# Is The Hobbit a prequel or a precursor?



## blur (Feb 17, 2011)

Read the article linked, and have your say.

http://kingunderthemountain.com/2011/02/17/when-is-a-prequel-not-a-prequel/


----------



## Peeping-Tom (Feb 17, 2011)

A agree, with the term "prequel" for the Hobbit movie, for three reasons :

1) Peter Jackson released the LOTR trilogy first.
2) The movies are only "based" on Tolkiens Books with a lot of changes, and not a word-for-word adaptation.
3) The Hobbit-movie contains, so much more than just "There and back again". It also includes a lot from the Appendix's of the LOTR, to make it a "bridge" to the Fellowship-movie.

You can not say the same of the books, of course.

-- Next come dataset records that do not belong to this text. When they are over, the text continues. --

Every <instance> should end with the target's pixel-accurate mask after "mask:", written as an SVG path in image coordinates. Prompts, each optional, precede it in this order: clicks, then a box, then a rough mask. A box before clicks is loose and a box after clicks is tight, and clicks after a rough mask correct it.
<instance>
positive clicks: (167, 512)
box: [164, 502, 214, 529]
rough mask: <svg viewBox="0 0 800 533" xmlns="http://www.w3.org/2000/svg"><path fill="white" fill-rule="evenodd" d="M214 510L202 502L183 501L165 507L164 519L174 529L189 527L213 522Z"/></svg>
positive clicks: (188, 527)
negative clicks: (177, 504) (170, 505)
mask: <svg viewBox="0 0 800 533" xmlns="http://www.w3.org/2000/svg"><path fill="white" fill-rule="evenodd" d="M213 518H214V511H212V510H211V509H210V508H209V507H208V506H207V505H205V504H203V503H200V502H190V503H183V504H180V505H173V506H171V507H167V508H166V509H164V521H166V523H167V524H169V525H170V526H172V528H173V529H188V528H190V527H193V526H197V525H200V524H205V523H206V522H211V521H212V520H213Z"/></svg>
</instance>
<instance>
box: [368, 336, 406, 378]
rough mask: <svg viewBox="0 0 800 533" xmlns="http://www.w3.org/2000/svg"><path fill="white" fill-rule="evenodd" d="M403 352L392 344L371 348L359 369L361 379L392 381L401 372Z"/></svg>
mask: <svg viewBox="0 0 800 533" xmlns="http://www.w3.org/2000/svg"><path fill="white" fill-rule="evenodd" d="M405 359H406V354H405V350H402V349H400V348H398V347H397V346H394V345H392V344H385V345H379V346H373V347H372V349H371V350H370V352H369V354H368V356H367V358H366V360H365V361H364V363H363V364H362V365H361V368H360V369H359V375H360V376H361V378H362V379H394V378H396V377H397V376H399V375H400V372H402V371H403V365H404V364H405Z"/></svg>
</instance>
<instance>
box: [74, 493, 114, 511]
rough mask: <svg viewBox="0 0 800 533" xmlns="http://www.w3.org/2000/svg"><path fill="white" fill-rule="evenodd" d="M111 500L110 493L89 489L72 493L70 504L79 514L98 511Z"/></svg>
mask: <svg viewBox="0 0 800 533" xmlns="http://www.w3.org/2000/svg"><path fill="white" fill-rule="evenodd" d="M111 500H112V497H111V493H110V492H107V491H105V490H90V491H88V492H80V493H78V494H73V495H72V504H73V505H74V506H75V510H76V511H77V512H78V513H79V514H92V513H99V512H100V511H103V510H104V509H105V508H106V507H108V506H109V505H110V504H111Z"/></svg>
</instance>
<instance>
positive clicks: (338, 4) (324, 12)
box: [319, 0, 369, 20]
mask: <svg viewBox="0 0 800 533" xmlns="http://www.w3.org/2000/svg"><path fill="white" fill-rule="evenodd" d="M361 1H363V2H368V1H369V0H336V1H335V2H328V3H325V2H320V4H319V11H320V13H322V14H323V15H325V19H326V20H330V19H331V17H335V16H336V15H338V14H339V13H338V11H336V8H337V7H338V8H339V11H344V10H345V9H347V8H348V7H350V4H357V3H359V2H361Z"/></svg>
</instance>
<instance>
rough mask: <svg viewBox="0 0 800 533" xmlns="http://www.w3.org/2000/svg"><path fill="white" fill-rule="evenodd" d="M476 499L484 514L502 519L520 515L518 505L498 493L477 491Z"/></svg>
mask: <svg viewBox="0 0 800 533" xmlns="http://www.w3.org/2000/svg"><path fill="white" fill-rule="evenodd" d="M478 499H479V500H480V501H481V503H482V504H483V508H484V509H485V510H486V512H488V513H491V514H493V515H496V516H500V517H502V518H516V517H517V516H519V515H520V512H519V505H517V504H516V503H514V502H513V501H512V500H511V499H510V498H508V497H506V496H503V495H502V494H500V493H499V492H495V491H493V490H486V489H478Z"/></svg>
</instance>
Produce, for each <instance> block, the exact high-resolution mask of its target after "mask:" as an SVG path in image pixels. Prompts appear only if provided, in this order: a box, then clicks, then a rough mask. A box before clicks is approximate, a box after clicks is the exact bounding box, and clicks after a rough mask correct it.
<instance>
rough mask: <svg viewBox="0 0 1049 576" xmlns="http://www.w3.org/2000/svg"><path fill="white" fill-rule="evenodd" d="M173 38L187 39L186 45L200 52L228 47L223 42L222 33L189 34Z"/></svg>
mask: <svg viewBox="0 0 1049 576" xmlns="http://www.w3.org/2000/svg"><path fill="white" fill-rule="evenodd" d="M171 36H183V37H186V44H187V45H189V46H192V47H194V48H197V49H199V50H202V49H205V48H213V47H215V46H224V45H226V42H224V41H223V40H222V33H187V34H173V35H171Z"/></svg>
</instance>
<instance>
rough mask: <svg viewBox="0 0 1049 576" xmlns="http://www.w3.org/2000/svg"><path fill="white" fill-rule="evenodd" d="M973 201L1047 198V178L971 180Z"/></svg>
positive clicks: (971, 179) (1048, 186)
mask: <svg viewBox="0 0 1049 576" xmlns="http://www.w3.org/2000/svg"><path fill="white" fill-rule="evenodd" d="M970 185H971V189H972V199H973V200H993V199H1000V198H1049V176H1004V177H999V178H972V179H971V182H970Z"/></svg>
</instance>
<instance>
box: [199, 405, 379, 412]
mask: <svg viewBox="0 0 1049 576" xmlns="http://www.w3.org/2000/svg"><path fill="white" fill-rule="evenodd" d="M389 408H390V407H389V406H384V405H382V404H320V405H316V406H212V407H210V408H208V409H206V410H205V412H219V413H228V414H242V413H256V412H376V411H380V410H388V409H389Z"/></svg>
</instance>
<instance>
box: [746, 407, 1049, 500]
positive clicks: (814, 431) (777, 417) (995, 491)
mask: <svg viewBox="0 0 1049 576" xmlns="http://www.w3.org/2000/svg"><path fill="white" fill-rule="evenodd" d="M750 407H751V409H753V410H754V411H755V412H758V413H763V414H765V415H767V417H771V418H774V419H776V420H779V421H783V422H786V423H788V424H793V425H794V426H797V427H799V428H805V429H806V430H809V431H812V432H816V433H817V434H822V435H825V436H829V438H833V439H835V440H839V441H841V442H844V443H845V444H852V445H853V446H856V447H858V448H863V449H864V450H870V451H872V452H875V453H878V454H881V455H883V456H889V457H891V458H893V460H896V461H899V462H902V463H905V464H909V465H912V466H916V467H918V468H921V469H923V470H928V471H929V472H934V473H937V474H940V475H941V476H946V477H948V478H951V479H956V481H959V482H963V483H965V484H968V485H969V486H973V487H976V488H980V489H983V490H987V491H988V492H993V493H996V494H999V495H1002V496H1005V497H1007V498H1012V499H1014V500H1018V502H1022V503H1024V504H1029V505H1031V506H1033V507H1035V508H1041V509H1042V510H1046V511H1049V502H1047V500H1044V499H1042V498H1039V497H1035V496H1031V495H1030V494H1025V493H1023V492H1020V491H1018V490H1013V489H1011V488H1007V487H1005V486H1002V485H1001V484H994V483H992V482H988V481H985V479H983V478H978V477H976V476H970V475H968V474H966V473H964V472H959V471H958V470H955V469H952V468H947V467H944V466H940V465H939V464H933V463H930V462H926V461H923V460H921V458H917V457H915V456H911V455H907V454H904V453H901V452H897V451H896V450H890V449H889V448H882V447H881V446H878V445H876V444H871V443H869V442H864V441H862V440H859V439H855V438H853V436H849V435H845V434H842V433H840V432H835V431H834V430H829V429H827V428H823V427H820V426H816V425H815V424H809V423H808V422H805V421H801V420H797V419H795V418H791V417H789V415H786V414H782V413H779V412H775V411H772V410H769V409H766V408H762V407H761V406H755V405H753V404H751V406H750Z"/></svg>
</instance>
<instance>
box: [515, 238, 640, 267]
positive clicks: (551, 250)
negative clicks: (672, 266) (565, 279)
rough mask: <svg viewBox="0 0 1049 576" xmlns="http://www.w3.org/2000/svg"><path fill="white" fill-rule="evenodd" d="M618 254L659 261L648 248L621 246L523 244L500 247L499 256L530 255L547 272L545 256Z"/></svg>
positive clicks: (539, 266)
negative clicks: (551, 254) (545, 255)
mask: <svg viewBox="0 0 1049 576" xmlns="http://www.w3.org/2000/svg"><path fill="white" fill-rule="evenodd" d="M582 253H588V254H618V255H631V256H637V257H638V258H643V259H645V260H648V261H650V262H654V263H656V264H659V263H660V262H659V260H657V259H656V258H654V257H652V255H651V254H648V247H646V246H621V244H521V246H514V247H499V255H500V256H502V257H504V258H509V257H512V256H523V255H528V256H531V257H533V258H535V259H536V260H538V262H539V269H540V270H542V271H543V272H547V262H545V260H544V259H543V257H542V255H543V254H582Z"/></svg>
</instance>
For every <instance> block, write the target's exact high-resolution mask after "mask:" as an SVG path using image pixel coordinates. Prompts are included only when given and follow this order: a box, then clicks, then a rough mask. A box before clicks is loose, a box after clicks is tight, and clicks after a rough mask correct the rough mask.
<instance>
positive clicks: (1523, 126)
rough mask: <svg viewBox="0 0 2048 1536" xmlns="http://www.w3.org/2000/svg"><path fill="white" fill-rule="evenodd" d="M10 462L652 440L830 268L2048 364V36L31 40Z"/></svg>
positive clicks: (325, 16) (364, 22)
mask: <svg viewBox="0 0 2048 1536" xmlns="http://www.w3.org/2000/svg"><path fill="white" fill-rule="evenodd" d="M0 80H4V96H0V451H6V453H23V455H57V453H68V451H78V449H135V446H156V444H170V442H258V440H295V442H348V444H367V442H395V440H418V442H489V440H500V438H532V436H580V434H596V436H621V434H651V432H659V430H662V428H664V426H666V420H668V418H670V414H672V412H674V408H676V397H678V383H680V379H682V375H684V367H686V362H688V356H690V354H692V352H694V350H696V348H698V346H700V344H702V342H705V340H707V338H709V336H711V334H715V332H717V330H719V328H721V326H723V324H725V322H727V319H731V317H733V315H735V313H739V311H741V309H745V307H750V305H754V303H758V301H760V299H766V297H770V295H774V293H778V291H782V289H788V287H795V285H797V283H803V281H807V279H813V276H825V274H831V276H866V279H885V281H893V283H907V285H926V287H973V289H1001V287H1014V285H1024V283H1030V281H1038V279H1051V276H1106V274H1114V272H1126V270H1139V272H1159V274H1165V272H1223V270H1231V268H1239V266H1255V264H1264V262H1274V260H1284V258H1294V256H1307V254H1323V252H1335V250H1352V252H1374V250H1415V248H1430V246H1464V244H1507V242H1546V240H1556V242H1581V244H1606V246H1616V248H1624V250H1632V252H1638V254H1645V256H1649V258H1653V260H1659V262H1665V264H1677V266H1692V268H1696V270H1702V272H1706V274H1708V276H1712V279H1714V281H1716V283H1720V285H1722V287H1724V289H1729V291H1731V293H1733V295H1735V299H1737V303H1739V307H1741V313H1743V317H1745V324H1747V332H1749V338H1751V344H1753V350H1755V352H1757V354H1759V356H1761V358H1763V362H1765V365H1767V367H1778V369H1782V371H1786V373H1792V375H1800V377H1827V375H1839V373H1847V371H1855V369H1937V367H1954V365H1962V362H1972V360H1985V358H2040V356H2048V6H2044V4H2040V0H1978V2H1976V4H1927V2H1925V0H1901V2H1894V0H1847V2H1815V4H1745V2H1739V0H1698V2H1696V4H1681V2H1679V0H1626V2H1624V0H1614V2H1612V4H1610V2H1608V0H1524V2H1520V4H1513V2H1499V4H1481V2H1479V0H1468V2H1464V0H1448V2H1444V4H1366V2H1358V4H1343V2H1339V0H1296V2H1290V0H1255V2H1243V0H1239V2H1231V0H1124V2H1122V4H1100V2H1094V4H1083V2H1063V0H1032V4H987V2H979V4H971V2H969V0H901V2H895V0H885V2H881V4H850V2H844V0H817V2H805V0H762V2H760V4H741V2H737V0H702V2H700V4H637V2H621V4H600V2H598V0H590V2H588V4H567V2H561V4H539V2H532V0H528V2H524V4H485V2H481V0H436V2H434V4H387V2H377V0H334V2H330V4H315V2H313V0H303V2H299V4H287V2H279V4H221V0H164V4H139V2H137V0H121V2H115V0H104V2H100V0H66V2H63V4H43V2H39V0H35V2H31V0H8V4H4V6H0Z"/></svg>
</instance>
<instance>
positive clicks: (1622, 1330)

It's difficult to compare the movies and the books. I some instances, it's like two different stories. Probably, the same for the Hobbit-book (There and back again) and the Hobbit-movie.


----------



## Thorin (Feb 19, 2011)

I agree, as far as the movies go, that the Hobbit is a prequel.
However, in terms of the books, it is simply one of many stories which include the Lord of the Rings in the historic epic tale of Middle Earth, a 'continuing saga', if you will, of the history of Middle Earth in the Third Age as told first in the Hobbit and then in LoTR.


----------



## Bucky (Feb 23, 2011)

Who cares......

Semantics....

Just MAKE THE DAMNED THING ALREADY!!!!!!!!!!!!!

Rant over.....

Return to your regularly scheduled pointless discussion. ;*)


----------